Abram Izrailevich Peretz (1771-1833)
Abram Peretz was born into a family of well-known Galician rabbis. His father was a rabbi in Levertov. Abram married a daughter of the well-known scholar and philanthropist Joshua Tsetlin.
According to the Jewish Encyclopedia, Perets had the makings of a learned Talmudist, but instead became a merchant and later a major tax-collector and shipbuilding contractor. Abram Peretz moved to St. Petersburg at a young age on the recommendation of the Empress' favorite Grigoriy Potemkin to be among those few Jews to live in the home of Catherine II's priest so as to keep their presence in Petersburg hidden.
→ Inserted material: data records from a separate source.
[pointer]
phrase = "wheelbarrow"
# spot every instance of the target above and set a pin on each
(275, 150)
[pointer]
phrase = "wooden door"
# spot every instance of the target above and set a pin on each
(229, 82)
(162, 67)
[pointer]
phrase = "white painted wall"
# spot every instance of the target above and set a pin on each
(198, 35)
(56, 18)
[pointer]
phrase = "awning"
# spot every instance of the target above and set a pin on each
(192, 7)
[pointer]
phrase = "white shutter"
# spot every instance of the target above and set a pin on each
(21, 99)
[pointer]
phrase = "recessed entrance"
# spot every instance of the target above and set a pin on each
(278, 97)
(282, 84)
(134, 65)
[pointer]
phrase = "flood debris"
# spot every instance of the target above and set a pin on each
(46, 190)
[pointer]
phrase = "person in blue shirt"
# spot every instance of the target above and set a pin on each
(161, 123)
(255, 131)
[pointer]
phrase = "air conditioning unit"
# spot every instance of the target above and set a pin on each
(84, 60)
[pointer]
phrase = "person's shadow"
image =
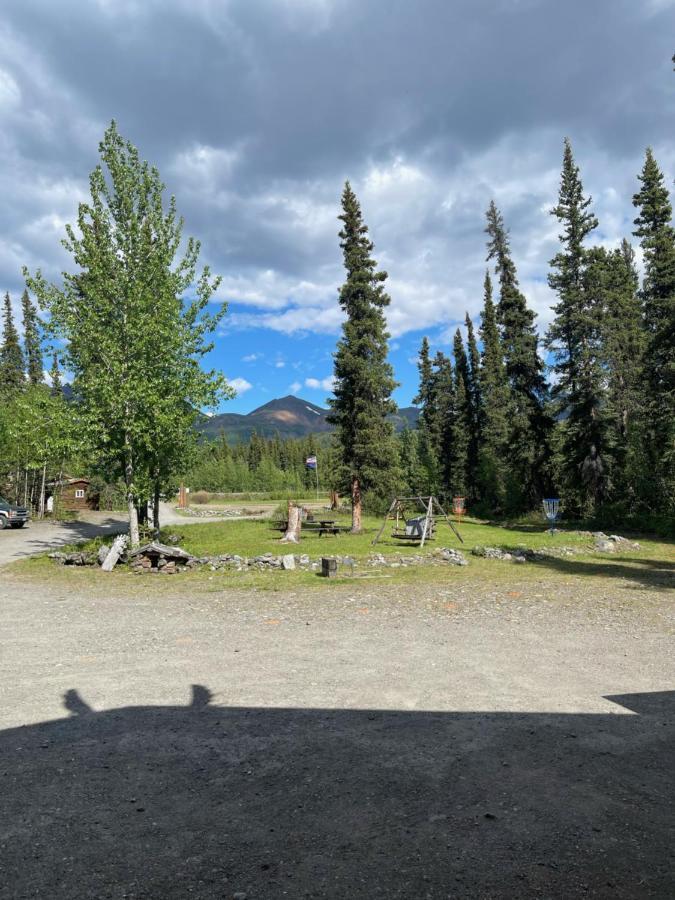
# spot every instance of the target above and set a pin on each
(204, 801)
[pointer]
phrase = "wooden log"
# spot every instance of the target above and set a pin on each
(116, 551)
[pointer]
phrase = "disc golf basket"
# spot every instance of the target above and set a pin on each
(551, 507)
(459, 508)
(415, 520)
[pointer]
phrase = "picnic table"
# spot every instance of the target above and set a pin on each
(323, 526)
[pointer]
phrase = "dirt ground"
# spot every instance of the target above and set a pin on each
(459, 740)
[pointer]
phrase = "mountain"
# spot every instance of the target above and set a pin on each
(290, 417)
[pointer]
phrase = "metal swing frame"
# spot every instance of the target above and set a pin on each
(428, 506)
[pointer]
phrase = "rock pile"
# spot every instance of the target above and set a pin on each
(156, 557)
(610, 544)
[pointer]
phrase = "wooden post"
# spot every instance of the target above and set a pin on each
(427, 521)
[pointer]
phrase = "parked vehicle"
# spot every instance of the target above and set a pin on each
(12, 516)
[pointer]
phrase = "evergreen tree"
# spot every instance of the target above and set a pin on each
(623, 340)
(493, 451)
(429, 424)
(364, 379)
(413, 473)
(55, 377)
(133, 342)
(457, 420)
(575, 340)
(11, 358)
(657, 238)
(530, 425)
(31, 340)
(474, 402)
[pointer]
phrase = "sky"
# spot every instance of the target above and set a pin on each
(257, 111)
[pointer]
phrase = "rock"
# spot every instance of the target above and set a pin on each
(604, 545)
(454, 557)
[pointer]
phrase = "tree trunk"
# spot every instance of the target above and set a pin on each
(155, 508)
(134, 537)
(293, 528)
(142, 512)
(42, 492)
(356, 506)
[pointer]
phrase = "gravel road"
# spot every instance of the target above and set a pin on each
(161, 740)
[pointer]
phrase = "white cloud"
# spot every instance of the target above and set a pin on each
(322, 384)
(241, 385)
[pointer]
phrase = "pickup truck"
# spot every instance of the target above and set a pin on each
(12, 516)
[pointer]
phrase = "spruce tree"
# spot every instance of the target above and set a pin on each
(623, 340)
(657, 238)
(31, 340)
(364, 379)
(530, 424)
(495, 395)
(574, 337)
(457, 422)
(474, 408)
(429, 424)
(11, 358)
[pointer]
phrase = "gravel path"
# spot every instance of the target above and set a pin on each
(468, 741)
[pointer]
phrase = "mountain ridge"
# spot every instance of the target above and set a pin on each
(289, 417)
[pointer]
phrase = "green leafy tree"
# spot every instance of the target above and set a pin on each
(31, 340)
(530, 424)
(492, 473)
(574, 337)
(657, 238)
(364, 378)
(133, 343)
(11, 358)
(55, 376)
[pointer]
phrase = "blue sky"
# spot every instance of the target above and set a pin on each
(269, 364)
(257, 111)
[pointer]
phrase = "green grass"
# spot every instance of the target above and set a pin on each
(650, 567)
(253, 538)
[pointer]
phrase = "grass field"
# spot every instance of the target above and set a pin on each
(653, 565)
(253, 538)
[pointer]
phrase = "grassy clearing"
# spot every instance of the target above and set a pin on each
(253, 538)
(650, 567)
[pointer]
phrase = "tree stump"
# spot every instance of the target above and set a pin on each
(116, 551)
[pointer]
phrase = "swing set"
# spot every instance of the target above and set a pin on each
(415, 529)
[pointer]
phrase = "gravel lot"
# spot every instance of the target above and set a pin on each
(467, 741)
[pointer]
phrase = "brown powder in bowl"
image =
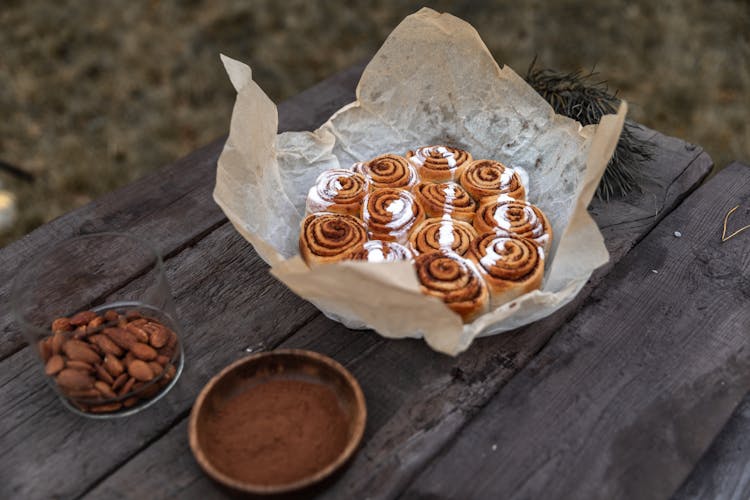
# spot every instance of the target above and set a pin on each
(277, 432)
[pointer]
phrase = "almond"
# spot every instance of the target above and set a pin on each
(113, 365)
(45, 348)
(143, 351)
(137, 332)
(126, 388)
(140, 370)
(120, 381)
(105, 389)
(80, 332)
(111, 315)
(129, 358)
(105, 408)
(106, 344)
(74, 379)
(159, 337)
(172, 340)
(61, 325)
(156, 368)
(55, 364)
(104, 374)
(58, 339)
(95, 323)
(78, 350)
(79, 365)
(82, 318)
(123, 338)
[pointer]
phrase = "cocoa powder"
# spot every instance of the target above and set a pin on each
(277, 432)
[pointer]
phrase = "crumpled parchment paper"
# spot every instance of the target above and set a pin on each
(432, 82)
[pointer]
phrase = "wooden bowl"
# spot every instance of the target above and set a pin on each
(257, 369)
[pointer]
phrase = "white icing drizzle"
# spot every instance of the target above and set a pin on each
(450, 195)
(445, 233)
(326, 188)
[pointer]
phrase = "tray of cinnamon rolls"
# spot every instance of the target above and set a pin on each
(465, 224)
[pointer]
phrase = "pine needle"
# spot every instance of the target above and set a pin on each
(581, 97)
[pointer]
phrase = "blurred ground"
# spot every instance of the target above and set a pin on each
(95, 94)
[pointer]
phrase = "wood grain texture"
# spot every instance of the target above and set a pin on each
(724, 470)
(629, 394)
(418, 399)
(49, 451)
(212, 273)
(172, 207)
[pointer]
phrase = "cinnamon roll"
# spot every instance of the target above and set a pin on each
(327, 237)
(380, 251)
(514, 217)
(510, 265)
(455, 281)
(442, 234)
(445, 199)
(483, 178)
(339, 191)
(439, 163)
(388, 171)
(390, 214)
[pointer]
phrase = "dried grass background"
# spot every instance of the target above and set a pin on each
(96, 94)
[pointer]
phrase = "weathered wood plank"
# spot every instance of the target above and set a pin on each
(724, 470)
(48, 451)
(630, 393)
(172, 207)
(416, 398)
(225, 297)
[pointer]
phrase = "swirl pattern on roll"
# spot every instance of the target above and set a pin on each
(483, 178)
(510, 265)
(390, 214)
(455, 281)
(439, 163)
(328, 237)
(381, 251)
(337, 190)
(442, 234)
(389, 170)
(445, 199)
(514, 217)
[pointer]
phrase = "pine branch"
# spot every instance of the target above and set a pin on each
(581, 97)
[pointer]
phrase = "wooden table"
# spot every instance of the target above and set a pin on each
(619, 395)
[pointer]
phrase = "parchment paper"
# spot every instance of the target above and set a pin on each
(432, 82)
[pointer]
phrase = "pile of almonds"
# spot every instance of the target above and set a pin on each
(104, 363)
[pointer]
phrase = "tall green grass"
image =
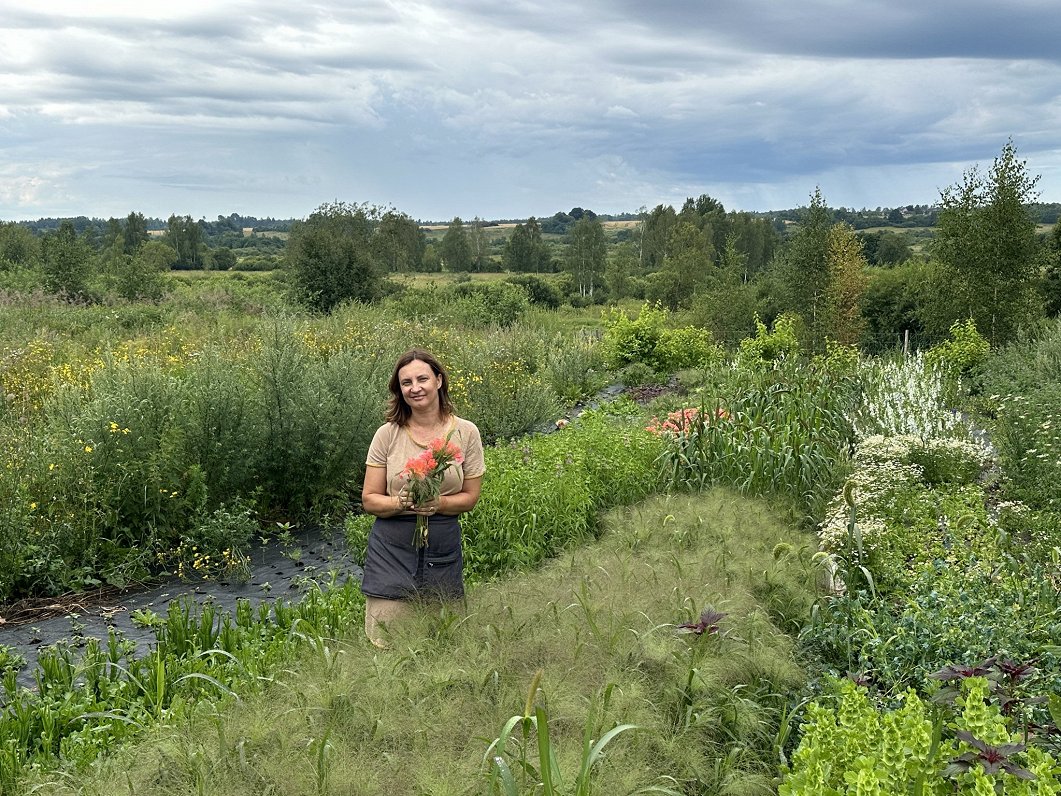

Thanks to his abilities, Peretz occupied a high position in the small Jewish colony of Petersburg. In 1801 Paul I granted him the title of Counselor of Commerce. Peretz' open house was visited by many well-known people. He was close to government circles. According to Gordon's article "Notes on the history of Jewish settlement in St. Petersburg", the 1810 financial reform largely owed its success to "banker Peretz' advice". Backed by his influential patrons, in many instances Abram Peretz helped Jews who suffered from the biased attitudes of czarist officials.
Peretz was generally recognized as a proper and decent businessman. Even after he was ruined as a result of not being paid by the treasury for food supplies to the army, he did not lose everyone's respect. As Baron Korf wrote about him, "this man was remembered by many people for his merits, his great deeds and later for his misfortunes".
Having become a widower, Peretz remarried a Lutheran woman, and had to adopt her faith. After his death, he was buried in a Lutheran cemetery.
One of his sons - Grigoriy - participated in the Decembrist movement and was sentenced together with his comrades. His other son - Yegor Abramovich - held the office of state secretary 1880-1883.